Summerbirds In The Cellar
Gasoline Heart, The Hour Unknown
Orlando, FL • June 9, 2006
Summerbirds In The Cellar represent the best of the blossoming Orlando music scene. A band that defies strict categorization, flocks of Central Florida’s music connoisseurs crammed into Will’s Pub to celebrate the release of their limited edition vinyl release of their debut album With the Hands of the Hunter, it all becomes Dead. Recorded by Now It’s Overhead’s frontman Andy LeMaster in his Athens, GA studio, the album has ignited an anticaptory spark in our local scene that smells like a band about to break into the greater public consciousness.

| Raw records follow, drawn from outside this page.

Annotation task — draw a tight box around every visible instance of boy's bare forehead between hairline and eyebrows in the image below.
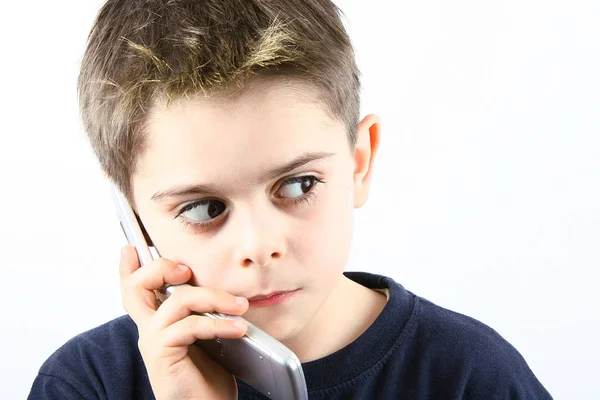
[134,79,348,195]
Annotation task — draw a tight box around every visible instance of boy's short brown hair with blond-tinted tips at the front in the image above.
[78,0,360,205]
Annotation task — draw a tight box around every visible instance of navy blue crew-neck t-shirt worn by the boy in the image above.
[29,272,552,400]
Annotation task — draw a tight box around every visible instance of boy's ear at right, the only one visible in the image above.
[354,114,381,208]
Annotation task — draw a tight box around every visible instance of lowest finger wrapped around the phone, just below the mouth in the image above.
[163,315,248,347]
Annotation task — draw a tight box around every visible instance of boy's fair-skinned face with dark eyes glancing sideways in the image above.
[132,83,380,340]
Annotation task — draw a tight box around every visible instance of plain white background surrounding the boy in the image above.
[0,0,600,399]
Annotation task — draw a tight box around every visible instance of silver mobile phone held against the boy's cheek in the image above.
[109,182,308,400]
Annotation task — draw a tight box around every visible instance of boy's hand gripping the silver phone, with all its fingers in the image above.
[119,246,248,400]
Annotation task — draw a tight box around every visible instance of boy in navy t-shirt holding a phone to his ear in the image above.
[30,0,550,399]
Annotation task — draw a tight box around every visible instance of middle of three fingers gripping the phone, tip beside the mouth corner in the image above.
[153,286,248,329]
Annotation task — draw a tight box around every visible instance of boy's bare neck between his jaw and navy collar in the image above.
[283,276,387,363]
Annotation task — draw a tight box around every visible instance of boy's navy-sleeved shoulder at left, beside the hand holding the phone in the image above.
[29,315,152,399]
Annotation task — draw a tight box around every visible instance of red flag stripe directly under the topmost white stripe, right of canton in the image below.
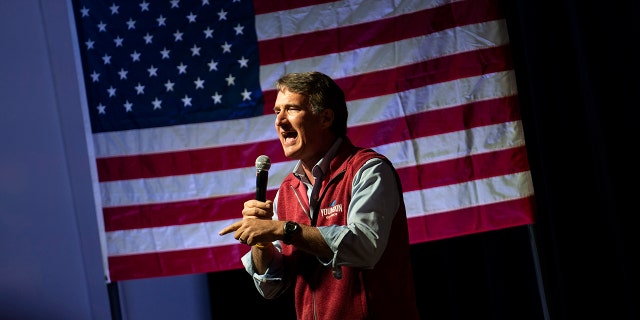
[258,0,501,65]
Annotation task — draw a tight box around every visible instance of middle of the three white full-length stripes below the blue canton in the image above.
[100,121,524,207]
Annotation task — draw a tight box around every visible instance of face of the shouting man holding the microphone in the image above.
[273,89,328,163]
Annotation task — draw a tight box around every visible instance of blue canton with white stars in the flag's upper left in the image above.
[74,0,263,133]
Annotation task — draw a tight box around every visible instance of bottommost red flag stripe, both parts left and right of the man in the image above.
[108,197,535,281]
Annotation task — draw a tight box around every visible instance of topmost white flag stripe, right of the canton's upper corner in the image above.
[255,0,464,41]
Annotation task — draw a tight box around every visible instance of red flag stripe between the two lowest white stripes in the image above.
[103,147,529,231]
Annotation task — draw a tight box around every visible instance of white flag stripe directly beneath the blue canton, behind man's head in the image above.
[93,71,517,158]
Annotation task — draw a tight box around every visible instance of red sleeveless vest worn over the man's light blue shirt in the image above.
[277,139,419,320]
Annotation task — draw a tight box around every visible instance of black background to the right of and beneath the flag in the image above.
[208,0,640,320]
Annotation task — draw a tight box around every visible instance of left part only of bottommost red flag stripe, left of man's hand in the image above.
[108,245,250,281]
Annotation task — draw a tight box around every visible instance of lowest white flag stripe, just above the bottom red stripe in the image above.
[107,172,533,256]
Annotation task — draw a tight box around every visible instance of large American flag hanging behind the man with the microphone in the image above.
[73,0,534,281]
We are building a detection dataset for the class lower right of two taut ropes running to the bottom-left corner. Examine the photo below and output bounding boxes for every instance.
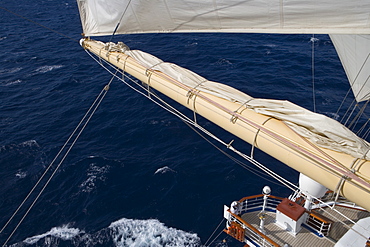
[3,77,114,246]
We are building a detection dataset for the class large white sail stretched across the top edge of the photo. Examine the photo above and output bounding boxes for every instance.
[77,0,370,36]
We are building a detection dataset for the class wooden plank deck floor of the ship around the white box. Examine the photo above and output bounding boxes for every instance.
[241,206,370,246]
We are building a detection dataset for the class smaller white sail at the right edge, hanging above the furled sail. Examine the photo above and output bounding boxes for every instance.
[330,34,370,102]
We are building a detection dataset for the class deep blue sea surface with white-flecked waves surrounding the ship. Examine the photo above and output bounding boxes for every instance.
[0,0,366,246]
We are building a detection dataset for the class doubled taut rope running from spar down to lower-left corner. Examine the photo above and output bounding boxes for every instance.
[1,77,114,246]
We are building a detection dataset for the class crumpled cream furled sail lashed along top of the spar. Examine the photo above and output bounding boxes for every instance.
[125,47,370,160]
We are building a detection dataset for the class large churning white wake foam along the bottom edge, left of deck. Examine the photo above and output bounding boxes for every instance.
[16,218,201,247]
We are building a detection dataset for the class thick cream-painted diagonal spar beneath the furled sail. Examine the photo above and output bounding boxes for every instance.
[81,39,370,210]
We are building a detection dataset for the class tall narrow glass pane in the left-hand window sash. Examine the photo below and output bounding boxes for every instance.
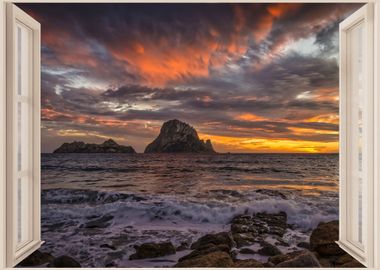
[15,24,33,247]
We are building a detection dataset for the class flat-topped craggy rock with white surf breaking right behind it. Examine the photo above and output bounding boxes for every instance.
[231,212,288,237]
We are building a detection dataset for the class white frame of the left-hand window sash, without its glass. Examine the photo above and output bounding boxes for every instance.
[6,3,42,265]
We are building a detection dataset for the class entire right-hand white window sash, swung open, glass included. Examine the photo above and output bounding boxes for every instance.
[338,4,374,267]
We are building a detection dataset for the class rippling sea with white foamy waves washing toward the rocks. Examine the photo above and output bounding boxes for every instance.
[41,154,339,267]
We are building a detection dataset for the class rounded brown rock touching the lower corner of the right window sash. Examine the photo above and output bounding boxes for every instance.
[310,220,345,256]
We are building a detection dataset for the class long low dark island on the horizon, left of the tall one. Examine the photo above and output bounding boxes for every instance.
[53,139,136,153]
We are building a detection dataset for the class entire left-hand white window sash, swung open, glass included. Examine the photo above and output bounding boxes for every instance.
[6,4,41,266]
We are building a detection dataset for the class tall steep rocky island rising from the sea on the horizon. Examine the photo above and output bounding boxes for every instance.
[145,119,215,153]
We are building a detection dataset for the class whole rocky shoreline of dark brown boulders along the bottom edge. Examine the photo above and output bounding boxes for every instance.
[18,212,364,268]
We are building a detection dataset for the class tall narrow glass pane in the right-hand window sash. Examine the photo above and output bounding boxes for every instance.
[347,23,365,246]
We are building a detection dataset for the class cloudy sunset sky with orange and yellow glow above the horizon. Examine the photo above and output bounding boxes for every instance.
[18,3,360,153]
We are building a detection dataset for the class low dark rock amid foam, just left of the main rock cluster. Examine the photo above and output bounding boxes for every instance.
[129,242,176,260]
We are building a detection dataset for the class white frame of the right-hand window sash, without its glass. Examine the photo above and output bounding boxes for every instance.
[337,3,374,266]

Kicking off the night was Winter Park’s Gasoline Heart. Sounding like The Wallflowers jacked up a few notches, GH are Americana-plus. With roots planted in classic rock, singer/songwriter types, and post-alternative 90’s artists like Counting Crows and Toad the Wet Sprocket, GH may not be breaking any boundaries in music but the music they make they make well. Frontman Louis DeFabrizio and guitarist John Fortson evoke the undefinable rockstar quality that so many others lack. The beer was flowing and the room was quickly filling up.
As quickly as the room filled, it began to empty for The Hour Unknown’s set. Dressed in Miami Vice white suits and brightly colored t-shirts the five members who make up THU didn’t seem to fit together as a unit. Sure, they could play together and sound tight enough, but they didn’t appear to have that one common tie that keeps it all together. Seemingly unsure of what sort of band they are, the music shifted from metal to pop to rock to postpunk, which didn’t seem to bother the band’s small loyal fanbase. This could have still worked for them had their strange look not been such a huge distraction.
Before Summerbirds had even finished setting their equipment up (which included elaborate, moody lighting effects) on the miniature stage, the crowd had migrated back inside the performance room and started filling up every inch of breathing space. The temperature rose and sweat clung to red faces, but noone was willing to give up their spot in order to retreat to the cool air outside. This isn’t just a local band with enough friends to fill a crowd, it’s a band with fans.
Introducing several new songs to an immediately responsive audience, vocalist/guitarist Brad Register seemed taken aback by people’s undivided attention, “You guys rock,” he said on a couple occassions. Register and guitarist/keyboardist Curtis Brown started SITC a couple of years ago and have the writing partnership that seems destined to be. Their gorgeously haunting melodies (which I can’t even begin to describe, just go to their MySpace page and listen for yourself- particularly to “Sunlight Sickness”) are given a tribal undertone by the duelling, hypnotic beats of drummers Tyson Bodiford and Yardley.
About to embark on a summer tour with Now It’s Overhead (a band of which Brad and Curtis are currently members of), SITC will not play Central FL again until August, when I’m sure they will once more astonish all who attend.